Bisnis.com, JAKARTA – Kendati telah memproyeksikan pertumbuhan nol persen (zero growth) dan nilai tukar rubel terus merosot, Uni Eropa berkomitmen tidak akan menghentikan sanksi ekonomi pada Rusia jika negara itu tidak menyudahi aneksasinya di wilayah Ukraina.
Duta Besar Uni Eropa untuk Indonesia, Brunei Darussalam, dan ASEAN Olof Skoog menyampaikan bahwa pada dasarnya Rusia memahami dengan baik cara agar sanksi ekonomi yang dikenakan pada negara itu segera dihentikan.

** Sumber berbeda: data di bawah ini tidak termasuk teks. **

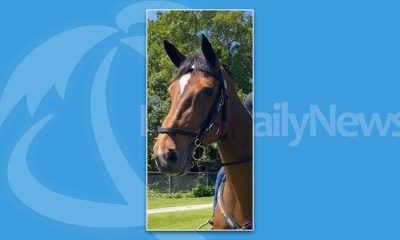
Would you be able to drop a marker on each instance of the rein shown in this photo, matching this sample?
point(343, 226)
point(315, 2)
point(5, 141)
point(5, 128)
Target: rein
point(219, 104)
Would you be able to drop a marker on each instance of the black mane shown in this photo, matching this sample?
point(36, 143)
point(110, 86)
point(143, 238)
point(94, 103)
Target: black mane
point(200, 64)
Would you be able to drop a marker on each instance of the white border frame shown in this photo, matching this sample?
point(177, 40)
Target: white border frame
point(198, 230)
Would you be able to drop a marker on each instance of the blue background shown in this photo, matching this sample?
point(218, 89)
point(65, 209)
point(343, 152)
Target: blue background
point(306, 52)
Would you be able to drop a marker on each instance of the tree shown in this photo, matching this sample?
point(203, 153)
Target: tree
point(230, 33)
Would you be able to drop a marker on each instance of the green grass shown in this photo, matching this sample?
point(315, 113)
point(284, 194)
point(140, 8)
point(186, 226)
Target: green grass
point(183, 220)
point(174, 202)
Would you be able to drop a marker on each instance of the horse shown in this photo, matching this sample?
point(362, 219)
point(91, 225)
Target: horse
point(205, 108)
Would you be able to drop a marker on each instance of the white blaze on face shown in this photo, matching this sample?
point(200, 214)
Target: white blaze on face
point(183, 82)
point(160, 153)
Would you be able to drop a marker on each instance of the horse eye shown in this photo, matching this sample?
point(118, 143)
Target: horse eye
point(208, 91)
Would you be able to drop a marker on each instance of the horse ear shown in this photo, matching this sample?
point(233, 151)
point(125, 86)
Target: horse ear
point(174, 54)
point(208, 51)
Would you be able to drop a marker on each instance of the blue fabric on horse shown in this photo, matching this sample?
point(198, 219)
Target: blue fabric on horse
point(248, 104)
point(220, 175)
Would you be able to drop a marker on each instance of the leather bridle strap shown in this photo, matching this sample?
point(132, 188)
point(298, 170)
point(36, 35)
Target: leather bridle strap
point(177, 131)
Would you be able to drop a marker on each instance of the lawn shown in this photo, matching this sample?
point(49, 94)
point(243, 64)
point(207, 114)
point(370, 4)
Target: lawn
point(173, 202)
point(179, 220)
point(183, 220)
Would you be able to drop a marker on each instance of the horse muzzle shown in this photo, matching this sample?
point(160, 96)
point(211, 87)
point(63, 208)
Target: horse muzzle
point(172, 162)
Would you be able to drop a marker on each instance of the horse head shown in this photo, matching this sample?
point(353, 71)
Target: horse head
point(197, 95)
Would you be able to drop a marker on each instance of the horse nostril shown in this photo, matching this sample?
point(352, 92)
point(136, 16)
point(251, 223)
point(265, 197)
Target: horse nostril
point(171, 156)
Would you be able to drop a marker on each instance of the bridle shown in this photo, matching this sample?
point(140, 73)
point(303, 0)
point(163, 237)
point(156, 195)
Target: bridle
point(219, 104)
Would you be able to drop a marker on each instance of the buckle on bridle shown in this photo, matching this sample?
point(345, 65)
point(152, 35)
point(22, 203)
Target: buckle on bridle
point(198, 150)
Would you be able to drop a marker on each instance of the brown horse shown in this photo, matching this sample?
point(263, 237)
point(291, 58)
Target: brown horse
point(205, 108)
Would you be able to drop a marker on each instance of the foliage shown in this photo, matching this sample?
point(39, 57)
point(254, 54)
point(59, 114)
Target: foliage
point(230, 33)
point(201, 190)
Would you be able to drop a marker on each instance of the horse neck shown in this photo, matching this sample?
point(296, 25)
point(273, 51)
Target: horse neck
point(236, 145)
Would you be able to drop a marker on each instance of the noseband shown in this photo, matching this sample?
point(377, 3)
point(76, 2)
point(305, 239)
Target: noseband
point(218, 105)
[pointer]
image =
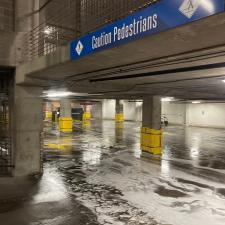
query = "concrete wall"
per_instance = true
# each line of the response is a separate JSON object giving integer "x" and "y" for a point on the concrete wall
{"x": 176, "y": 113}
{"x": 96, "y": 110}
{"x": 108, "y": 109}
{"x": 206, "y": 115}
{"x": 132, "y": 110}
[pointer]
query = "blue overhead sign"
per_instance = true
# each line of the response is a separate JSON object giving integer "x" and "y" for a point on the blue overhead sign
{"x": 158, "y": 17}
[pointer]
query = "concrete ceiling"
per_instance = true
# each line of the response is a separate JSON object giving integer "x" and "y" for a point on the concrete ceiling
{"x": 187, "y": 62}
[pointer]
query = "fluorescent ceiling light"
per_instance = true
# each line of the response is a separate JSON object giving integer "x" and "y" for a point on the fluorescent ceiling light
{"x": 167, "y": 99}
{"x": 196, "y": 102}
{"x": 59, "y": 94}
{"x": 62, "y": 93}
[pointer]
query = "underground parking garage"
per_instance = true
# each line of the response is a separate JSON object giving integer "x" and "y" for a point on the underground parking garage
{"x": 127, "y": 131}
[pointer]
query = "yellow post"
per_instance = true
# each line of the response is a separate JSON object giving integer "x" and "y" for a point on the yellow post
{"x": 151, "y": 140}
{"x": 66, "y": 124}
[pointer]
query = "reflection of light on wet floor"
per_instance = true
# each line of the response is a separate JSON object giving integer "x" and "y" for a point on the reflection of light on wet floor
{"x": 92, "y": 157}
{"x": 51, "y": 187}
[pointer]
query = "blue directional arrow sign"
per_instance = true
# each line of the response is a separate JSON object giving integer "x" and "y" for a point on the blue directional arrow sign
{"x": 158, "y": 17}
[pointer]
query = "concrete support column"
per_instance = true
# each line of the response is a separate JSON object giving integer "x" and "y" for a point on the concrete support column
{"x": 65, "y": 120}
{"x": 151, "y": 133}
{"x": 87, "y": 113}
{"x": 48, "y": 111}
{"x": 26, "y": 128}
{"x": 119, "y": 117}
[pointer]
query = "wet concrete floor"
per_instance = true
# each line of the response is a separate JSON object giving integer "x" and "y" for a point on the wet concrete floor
{"x": 98, "y": 175}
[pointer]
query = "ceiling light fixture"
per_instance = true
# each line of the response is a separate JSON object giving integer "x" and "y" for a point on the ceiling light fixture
{"x": 196, "y": 102}
{"x": 167, "y": 99}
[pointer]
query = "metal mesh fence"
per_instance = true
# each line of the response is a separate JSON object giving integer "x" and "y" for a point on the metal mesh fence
{"x": 5, "y": 139}
{"x": 63, "y": 21}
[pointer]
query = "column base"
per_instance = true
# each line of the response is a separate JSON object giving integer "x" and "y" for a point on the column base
{"x": 119, "y": 117}
{"x": 66, "y": 124}
{"x": 48, "y": 116}
{"x": 151, "y": 140}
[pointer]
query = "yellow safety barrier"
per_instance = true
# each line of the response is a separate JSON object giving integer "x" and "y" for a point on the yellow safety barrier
{"x": 66, "y": 124}
{"x": 151, "y": 140}
{"x": 86, "y": 116}
{"x": 119, "y": 117}
{"x": 48, "y": 115}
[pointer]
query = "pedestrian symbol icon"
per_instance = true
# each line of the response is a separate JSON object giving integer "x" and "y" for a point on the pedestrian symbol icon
{"x": 189, "y": 7}
{"x": 79, "y": 47}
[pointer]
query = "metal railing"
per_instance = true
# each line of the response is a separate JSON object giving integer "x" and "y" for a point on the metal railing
{"x": 63, "y": 21}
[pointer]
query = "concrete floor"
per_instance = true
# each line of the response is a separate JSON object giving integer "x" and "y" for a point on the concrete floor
{"x": 97, "y": 175}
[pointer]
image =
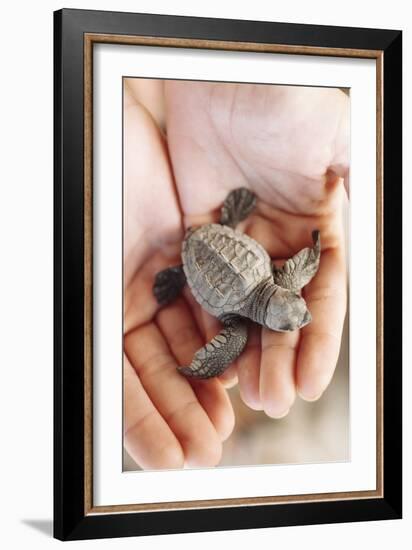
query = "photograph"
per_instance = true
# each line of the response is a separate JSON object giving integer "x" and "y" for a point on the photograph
{"x": 227, "y": 274}
{"x": 235, "y": 274}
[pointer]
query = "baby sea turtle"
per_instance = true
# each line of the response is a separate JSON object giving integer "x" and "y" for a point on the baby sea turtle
{"x": 233, "y": 278}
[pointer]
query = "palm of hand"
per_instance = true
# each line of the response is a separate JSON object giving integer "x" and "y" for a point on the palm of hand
{"x": 215, "y": 143}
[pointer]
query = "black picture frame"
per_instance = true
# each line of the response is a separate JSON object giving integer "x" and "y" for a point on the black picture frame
{"x": 71, "y": 520}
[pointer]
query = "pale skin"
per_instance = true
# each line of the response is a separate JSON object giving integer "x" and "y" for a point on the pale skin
{"x": 290, "y": 146}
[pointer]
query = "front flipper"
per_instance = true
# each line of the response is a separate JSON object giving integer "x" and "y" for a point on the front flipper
{"x": 299, "y": 270}
{"x": 237, "y": 206}
{"x": 169, "y": 284}
{"x": 214, "y": 358}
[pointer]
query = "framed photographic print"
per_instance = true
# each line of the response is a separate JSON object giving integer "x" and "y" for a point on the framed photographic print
{"x": 228, "y": 274}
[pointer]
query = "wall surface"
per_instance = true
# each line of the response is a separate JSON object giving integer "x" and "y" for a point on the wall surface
{"x": 26, "y": 274}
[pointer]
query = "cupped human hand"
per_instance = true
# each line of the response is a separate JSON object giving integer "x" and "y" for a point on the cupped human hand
{"x": 291, "y": 146}
{"x": 169, "y": 422}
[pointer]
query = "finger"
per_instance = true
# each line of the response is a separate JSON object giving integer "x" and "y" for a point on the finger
{"x": 321, "y": 339}
{"x": 173, "y": 396}
{"x": 148, "y": 438}
{"x": 277, "y": 368}
{"x": 180, "y": 331}
{"x": 248, "y": 370}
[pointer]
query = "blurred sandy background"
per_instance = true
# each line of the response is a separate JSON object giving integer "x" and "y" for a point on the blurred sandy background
{"x": 311, "y": 432}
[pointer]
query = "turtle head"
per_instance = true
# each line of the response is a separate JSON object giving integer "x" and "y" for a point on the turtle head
{"x": 286, "y": 311}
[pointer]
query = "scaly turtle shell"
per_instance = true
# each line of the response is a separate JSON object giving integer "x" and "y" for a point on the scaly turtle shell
{"x": 222, "y": 267}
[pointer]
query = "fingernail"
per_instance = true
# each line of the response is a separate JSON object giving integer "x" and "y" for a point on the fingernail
{"x": 277, "y": 414}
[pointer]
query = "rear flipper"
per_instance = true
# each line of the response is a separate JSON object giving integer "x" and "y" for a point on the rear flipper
{"x": 214, "y": 358}
{"x": 169, "y": 284}
{"x": 237, "y": 206}
{"x": 299, "y": 270}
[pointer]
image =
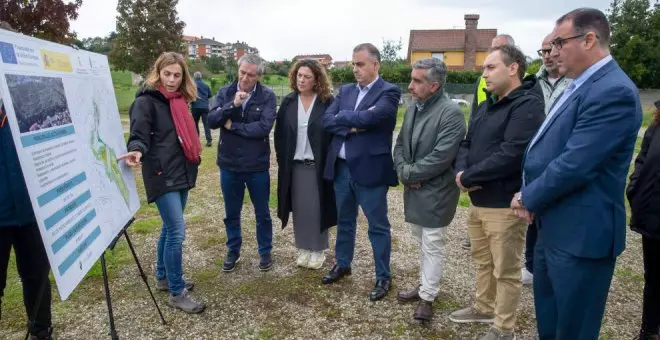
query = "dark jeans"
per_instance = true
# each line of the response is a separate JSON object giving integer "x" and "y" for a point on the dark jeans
{"x": 650, "y": 310}
{"x": 170, "y": 245}
{"x": 373, "y": 201}
{"x": 530, "y": 243}
{"x": 570, "y": 292}
{"x": 33, "y": 268}
{"x": 202, "y": 113}
{"x": 233, "y": 190}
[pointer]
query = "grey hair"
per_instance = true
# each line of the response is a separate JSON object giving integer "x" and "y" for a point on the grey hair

“Rusia tau benar apa yang harus mereka lakukan. Sayangnya mereka tidak memenuhi permintaan Uni Eropa untuk segera menarik tentara-tentara mereka dari Ukraina,” kata Olof di Jakarta, Kamis (18/12/2014).
Seperti diketahui, Uni Eropa dan Amerika Serikat aktif menginisiasi sanksi ekonomi pada Rusia, merespons aneksasi tidak berkesudahan Negeri Beruang Merah di Ukraina. Beberapa sanksi tersebut menyasar langsung sektor-sektor krusial seperti energi, militer, dan perbankan.

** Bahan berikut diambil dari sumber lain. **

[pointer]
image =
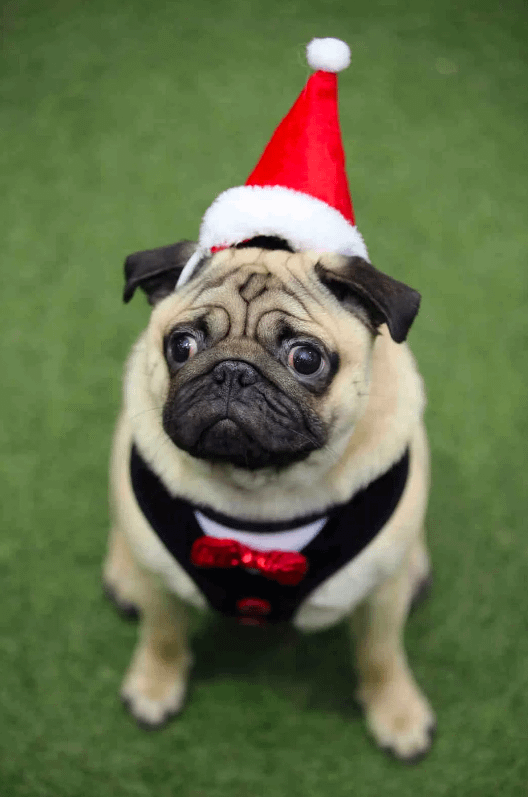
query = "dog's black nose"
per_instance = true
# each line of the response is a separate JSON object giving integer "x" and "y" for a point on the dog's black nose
{"x": 233, "y": 372}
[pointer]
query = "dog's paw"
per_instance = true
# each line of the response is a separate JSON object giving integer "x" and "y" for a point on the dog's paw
{"x": 400, "y": 719}
{"x": 126, "y": 608}
{"x": 150, "y": 705}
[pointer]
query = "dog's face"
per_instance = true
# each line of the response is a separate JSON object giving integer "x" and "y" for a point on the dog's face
{"x": 263, "y": 357}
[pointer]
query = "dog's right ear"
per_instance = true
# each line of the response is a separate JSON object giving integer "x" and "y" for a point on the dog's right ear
{"x": 156, "y": 271}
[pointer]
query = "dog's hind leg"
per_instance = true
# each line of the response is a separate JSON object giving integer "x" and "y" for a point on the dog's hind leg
{"x": 155, "y": 685}
{"x": 397, "y": 713}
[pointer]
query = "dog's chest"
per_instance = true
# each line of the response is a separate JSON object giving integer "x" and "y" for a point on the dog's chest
{"x": 264, "y": 574}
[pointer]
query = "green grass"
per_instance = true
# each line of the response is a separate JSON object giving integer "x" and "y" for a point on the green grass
{"x": 119, "y": 124}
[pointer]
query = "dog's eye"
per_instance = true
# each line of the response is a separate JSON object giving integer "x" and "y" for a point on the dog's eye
{"x": 181, "y": 347}
{"x": 305, "y": 360}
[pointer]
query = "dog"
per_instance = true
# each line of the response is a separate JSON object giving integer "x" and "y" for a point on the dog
{"x": 271, "y": 461}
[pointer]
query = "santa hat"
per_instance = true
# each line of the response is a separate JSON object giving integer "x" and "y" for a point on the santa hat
{"x": 298, "y": 190}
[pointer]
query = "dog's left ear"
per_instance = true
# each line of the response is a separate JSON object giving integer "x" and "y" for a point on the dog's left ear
{"x": 386, "y": 300}
{"x": 156, "y": 271}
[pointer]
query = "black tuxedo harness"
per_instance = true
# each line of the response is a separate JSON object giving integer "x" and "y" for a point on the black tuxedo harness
{"x": 249, "y": 595}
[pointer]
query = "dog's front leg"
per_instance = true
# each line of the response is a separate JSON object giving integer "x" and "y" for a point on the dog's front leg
{"x": 156, "y": 683}
{"x": 397, "y": 713}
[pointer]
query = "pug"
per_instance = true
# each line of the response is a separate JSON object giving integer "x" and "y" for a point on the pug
{"x": 270, "y": 462}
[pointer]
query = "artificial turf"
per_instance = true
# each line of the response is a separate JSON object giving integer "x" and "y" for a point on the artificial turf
{"x": 119, "y": 124}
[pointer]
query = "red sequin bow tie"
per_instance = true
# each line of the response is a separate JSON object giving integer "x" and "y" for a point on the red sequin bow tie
{"x": 286, "y": 567}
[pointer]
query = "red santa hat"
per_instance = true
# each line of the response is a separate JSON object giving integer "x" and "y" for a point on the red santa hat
{"x": 298, "y": 190}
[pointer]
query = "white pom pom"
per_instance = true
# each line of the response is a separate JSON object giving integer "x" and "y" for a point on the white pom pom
{"x": 330, "y": 55}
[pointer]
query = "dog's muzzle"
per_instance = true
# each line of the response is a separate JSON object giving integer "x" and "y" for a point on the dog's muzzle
{"x": 234, "y": 414}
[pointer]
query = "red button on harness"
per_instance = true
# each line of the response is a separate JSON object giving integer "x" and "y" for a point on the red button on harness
{"x": 253, "y": 607}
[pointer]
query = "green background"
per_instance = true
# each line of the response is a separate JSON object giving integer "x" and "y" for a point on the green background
{"x": 119, "y": 124}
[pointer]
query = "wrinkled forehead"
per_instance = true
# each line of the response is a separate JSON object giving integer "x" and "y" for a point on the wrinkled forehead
{"x": 250, "y": 289}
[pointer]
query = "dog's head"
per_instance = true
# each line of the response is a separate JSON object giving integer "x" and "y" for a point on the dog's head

Uni Eropa bahkan menyasar langsung beberapa perusahaan raksasa milik Rusia seperti produsen gas Gazprom, Transneft, dan Rostneft. Diterpa sanksi ekonomi bertubi-tubi, nilai tukar rubel terus merosot hingga 52% sepanjang tahun ini.
Central Bank of Russia (CBR) pun awal pekan lalu memutuskan untuk meningkatkan suku bunga hingga 17% dari sebelumnya 6,5%, menyusul perlemahan harga minyak dunia dan perlemahan rubel.

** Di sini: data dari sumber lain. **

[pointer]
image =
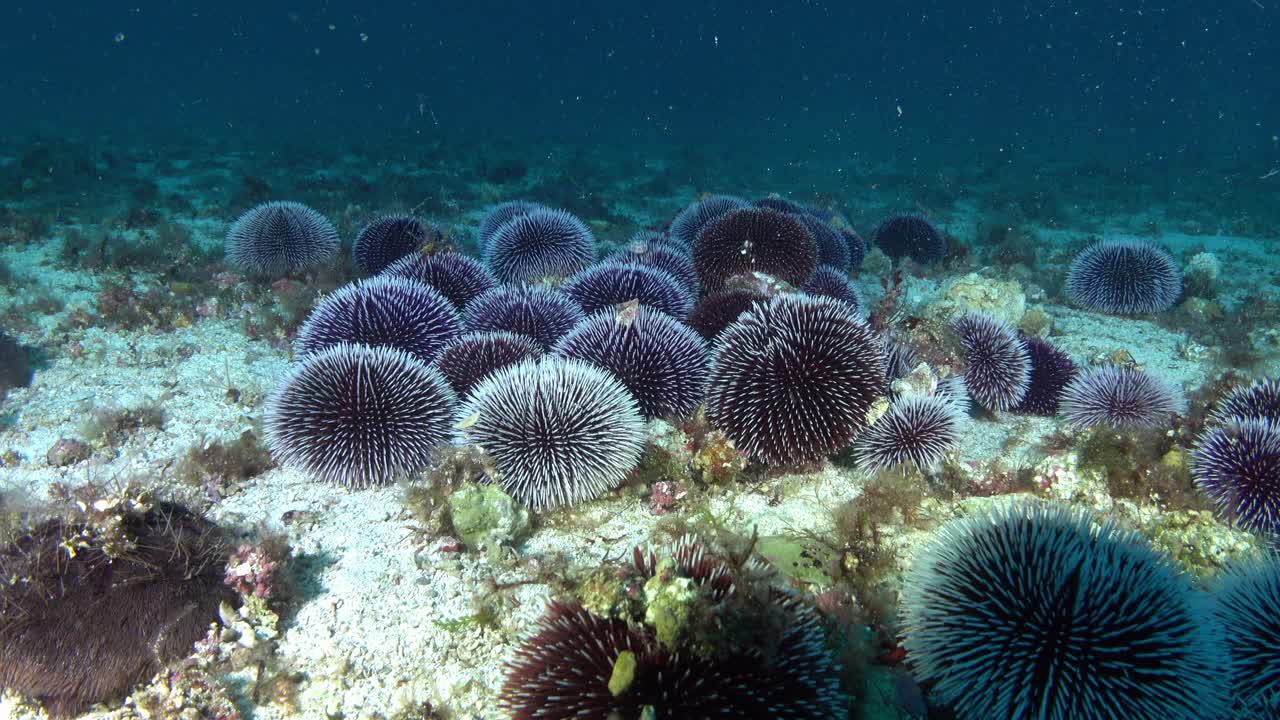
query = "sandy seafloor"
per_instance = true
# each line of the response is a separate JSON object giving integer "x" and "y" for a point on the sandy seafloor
{"x": 378, "y": 630}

“Patut digarisbawahi bahwa sanksi ekonomi yang diberikan pada Rusia tidak hanya melukai perekonomian negara itu, namun juga melukai perekonomian negara-negara Uni Eropa karena banyak perusahaan kami yang melangsungkan aktivitas perdagangan dan bisnis dengan Rusia,” kata Olof.
Dalam sebuah konferensi pers khusus yang digelar di Moskow Kamis (18/12/2014), Putin menyampaikan AS dan Uni Eropa telah menggunakan isu aneksasi Ukraina untuk mengendalikan Rusia, seperti yang pernah dilakukan keduanya sejak akhir Perang Dingin.
“Kedua ‘rekan’ kita itu tidak akan berhenti, mereka bersikap seolah mereka adalah raja dan kita semua harus mengikutinya,” kata Putin.
Olof menyampaikan bahwa saat ini Uni Eropa menunggu komitmen Rusia untuk mengedepankan perdamaian di wilayah Eropa terutama Ukraina, mengingat berulang kali Rusia mengklaim mereka tidak terlibat membekali pemberontak dengan persenjataan.
“Uni Eropa menggelar banyak pertemuan dengan pihak Rusia dan hal-hal yang menjadi syarat diberhentikannya sanksi ekonomi tidak diimplementasikan secara mendasar. Kami harap Rusia segera mengubah kebijakannya,” tambahnya.
Merespons perelmahan rubel, Presiden Putin mengemukakan permintaannya pada bank sentral untuk tidak menghamburkan cadangan bank demi melindungi rubel.
“Karena situasi eksternal yang negatif, situasi seperti ini bisa saja berlangsung dalam dua tahun ke depan. Kalau situasi memburuk, kita harus mengubah beberapa agenda, misalnya memangkas sejumlah rencana belanja,” kata Putin.
Menurutnya, perlemahan rubel merupakan dampak yang datang dari faktor eksternal terutama perlemahan harga minyak dunia, sedangkan Rusia merupakan salah satu eksportir utama dunia. Memang, rubel jatuh signifikan 40% sejak Juni, saat harga minyak dunia merosot.